The most important (and annoying) phrase in Economics is “Ceteris Paribus”. It means ‘all other things equal.’ It is a way of making impossible real world problems into simplified theoretical ones by pretending everything that you don’t or can’t understand doesn’t exist. If you think that sounds farcical, then you get it. Ceteris Paribus strips out the immeasurable and the dynamic by locking all external things in place.

Think of the economy as a biosphere is the best way to get your mind around it. It is complex ecosystem consisting of many entities that compete, cooperate, and adapt. Information that is added into this system is quickly processed and used for decision making. The information is destroyed by its own discovery, because after it makes its way to participants, they add it into their decision making processes.

Say you are a caveman, and you discover a valley full of deliciously meaty defenseless creatures. This information has a very high value until you use it. When you show up at dinner with a bag full of barbecued tribbles, you are everyone’s best friend. But you are either going to tell someone else where you found them, or they will find them as well now that they know that Tribble Valley exists. The tribbles are eaten, and you are back to being the blingless 5th smallest caveman in your tribe. The key to exploiting information is to find a way to mine it while keeping it secret, and this is very difficult to do in an efficient, liquid, and open market. Ask a good fund manager what happens when they try to take a position in a small stock they like.

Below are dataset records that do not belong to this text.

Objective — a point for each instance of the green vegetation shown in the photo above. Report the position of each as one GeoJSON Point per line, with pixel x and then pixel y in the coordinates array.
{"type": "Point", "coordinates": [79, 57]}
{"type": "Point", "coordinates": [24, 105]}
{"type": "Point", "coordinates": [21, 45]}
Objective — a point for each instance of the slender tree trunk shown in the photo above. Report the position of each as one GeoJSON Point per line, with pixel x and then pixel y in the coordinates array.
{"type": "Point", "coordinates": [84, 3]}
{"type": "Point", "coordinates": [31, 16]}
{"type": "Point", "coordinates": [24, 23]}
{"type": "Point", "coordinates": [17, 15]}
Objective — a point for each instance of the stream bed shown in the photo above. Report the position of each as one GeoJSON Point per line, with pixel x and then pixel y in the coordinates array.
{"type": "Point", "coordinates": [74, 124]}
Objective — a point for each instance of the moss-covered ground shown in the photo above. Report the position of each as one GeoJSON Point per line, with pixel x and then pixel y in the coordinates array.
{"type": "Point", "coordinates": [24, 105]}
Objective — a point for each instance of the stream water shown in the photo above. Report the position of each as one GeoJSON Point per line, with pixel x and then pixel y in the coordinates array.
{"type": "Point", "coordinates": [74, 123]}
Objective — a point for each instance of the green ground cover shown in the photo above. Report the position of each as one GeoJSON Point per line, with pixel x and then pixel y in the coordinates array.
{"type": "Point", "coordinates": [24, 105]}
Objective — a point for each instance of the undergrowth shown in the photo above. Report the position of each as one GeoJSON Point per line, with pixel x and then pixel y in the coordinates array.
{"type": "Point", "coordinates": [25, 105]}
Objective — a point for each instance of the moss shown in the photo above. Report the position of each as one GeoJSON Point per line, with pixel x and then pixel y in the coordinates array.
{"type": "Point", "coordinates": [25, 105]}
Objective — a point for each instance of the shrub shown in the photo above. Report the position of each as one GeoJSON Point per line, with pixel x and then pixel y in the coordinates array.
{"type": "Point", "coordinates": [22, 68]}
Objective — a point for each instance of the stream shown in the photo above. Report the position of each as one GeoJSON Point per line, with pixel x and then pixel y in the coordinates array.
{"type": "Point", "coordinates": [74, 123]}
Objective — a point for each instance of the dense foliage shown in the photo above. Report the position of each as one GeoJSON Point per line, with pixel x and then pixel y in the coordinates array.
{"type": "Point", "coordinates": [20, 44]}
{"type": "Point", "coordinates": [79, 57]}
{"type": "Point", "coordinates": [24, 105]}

So Economics can’t predict anything useful in the real world, because all the decision makers have the same information as the predictor. But it is very good at illuminating the likely course of action from the point of view of players given a theoretical scenario. In other words, it is very good at what-ifs. This is not particularly useful for day-trading or even investing (although paradoxically it would be if no one else used it). But it is hugely useful if you can take the what-ifs and use them to manage risk and change law.

The end goal of the science of economics should be to inform public policy with the goal of creating a strategic space for all players that maximizes the public good. Economics is ultimately powerful as a tool of logic, showing us the optimal bridge to wherever we want to go. But choosing the location and agreeing on the starting point are non-trivial, and entirely up to us. Whoever ‘us’ is.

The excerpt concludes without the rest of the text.